Como certas pessoas conseguem nos comover! Domingo, 15/8, TV sintonizada no Faustão, a Dra. Zilda Arns na tela. Fausto Silva, apresentador que vive considerando muita gente paradigma de alguma coisa boa, acertou desta vez. O rechonchudo apresentador, pra variar, enaltecia a dignidade, a integridade, a seriedade, a generosidade, numa cascata de adjetivos que direciona a muitos, só que naquele instante a uma pessoa que de fato os merecem: Dra. Zilda Arns.

O frio terrível que eu estava sentindo aqui não impediu que meu coração se aquecesse de imediato, e uma instantânea sensação de energia se apoderou de mim. Emanava do aparelho de TV uma aura de integridade moral e de solidariedade humana tão fortes que verti uma lágrima, destinando-a mentalmente junto com um beijo ardoroso àquela face que expressa de forma tão doce e linda o que há de melhor e de mais edificante na nossa espécie.

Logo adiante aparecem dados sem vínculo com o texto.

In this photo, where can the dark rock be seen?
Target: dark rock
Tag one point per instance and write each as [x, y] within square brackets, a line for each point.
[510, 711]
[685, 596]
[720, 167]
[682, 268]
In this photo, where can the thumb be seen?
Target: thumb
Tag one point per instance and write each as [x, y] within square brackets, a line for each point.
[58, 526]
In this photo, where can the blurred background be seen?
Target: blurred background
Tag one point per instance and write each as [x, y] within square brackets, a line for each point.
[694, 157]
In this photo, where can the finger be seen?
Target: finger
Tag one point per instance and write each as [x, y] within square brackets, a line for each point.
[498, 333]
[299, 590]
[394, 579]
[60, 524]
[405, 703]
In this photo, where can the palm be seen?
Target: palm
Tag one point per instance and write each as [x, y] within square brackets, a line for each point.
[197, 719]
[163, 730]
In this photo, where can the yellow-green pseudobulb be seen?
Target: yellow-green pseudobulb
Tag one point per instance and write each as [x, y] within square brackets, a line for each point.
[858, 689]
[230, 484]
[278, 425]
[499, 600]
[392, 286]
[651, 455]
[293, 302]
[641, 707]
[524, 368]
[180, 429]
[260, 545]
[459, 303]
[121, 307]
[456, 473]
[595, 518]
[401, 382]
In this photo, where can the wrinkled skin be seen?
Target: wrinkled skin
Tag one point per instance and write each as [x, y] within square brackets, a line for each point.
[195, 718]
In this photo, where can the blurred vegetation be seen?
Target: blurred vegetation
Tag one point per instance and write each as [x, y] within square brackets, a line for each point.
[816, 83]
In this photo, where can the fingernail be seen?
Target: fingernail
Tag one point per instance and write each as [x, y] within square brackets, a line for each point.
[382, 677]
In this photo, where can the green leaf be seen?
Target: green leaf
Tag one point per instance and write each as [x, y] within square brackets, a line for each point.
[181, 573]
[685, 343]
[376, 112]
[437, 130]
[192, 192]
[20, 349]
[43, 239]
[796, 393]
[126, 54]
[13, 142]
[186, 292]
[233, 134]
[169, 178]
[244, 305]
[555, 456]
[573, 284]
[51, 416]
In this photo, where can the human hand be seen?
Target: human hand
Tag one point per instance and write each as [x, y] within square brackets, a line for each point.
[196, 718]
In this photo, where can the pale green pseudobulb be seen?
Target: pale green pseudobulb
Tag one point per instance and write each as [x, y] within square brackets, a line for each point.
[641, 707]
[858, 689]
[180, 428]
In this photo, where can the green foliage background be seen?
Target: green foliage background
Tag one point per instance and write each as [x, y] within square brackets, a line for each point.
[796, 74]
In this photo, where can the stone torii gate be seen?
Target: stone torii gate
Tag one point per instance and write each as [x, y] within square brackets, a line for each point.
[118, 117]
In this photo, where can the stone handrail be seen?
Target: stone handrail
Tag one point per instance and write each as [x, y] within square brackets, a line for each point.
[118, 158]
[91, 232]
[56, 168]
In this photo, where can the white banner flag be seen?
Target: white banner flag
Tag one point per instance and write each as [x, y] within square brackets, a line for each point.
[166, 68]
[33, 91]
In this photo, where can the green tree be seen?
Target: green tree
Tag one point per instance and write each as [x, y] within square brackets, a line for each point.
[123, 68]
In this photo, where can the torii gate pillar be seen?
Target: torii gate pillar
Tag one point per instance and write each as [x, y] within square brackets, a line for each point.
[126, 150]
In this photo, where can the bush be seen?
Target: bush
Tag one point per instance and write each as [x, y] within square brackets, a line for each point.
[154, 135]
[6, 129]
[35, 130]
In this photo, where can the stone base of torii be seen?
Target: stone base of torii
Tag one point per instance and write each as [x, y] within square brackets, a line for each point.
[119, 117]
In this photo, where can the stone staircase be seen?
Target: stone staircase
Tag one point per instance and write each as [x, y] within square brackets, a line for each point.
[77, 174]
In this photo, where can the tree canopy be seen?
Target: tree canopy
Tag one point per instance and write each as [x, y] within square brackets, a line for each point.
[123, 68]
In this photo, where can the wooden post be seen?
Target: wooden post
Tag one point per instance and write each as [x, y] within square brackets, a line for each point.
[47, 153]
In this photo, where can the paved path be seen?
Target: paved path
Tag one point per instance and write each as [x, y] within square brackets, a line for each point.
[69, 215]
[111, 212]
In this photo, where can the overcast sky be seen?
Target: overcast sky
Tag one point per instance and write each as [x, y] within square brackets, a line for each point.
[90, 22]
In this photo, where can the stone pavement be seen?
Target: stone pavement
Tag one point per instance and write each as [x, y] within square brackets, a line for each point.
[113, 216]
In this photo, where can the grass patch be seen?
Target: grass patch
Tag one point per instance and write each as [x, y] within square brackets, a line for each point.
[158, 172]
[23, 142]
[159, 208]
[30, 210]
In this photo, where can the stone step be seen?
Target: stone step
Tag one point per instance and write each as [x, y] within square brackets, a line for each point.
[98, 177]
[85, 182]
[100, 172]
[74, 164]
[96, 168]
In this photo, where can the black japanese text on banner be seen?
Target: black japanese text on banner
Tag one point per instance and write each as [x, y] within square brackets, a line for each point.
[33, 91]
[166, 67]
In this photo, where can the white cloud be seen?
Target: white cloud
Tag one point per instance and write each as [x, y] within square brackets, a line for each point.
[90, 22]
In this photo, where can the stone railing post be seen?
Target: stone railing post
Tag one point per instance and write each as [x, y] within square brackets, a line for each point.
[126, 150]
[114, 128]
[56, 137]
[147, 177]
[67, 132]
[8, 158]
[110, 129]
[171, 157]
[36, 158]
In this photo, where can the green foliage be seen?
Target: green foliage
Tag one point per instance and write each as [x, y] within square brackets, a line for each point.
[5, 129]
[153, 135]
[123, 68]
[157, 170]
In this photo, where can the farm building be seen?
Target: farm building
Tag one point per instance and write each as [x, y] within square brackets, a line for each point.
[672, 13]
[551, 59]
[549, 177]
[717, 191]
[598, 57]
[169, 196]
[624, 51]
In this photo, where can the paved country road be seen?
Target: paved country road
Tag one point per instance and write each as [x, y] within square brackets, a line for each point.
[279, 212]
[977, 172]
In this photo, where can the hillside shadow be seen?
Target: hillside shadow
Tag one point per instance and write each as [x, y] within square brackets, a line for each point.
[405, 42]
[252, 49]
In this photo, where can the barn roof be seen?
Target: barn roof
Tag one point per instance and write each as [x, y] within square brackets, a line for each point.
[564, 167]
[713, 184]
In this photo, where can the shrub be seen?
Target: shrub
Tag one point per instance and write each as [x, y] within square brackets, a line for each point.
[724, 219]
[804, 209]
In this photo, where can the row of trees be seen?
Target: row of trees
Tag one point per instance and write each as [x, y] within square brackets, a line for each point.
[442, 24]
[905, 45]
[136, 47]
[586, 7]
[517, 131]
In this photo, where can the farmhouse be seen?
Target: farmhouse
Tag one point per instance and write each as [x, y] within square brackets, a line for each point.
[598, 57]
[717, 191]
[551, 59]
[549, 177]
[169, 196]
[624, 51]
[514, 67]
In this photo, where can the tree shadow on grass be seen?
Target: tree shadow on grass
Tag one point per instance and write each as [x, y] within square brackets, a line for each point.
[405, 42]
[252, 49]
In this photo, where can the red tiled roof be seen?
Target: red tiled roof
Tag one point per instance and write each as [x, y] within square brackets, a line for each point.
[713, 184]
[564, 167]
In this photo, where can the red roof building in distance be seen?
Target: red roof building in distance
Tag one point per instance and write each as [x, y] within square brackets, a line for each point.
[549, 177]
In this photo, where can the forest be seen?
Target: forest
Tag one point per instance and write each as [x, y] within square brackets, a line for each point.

A admiração que tenho por essa mulher não é só pelo que ela representa ou faz, mas é sobretudo pelo modo meigo de me mostrar que eu também poderia ter representado e feito o que não fiz; ela me diz com o olhar enternecido que não havia obrigatoriamente a necessidade de eu possuir grandeza de recursos materiais para doar algo ao próximo além de uma esmola aqui e acolá. Ela me lembrou, encantadoramente sorrateira, que aquela criança do Lar André Luiz, o velho abandonado no asilo ou o enfermo no São Vicente poderiam ter tido de mim um motivo a mais que justificasse suas existências, ainda que fosse um simples afago.

Não é demasiado tardio, como a danadinha da dona Zilda me mostrou tão docemente, porém, perceber que além do meu próprio umbigo há um concerto de aflições a me rodear, e que posso e devo colaborar para a afinação de notas tão dissonantes num país deitado eternamente no berço esplêndido das injustiças e iniquidades.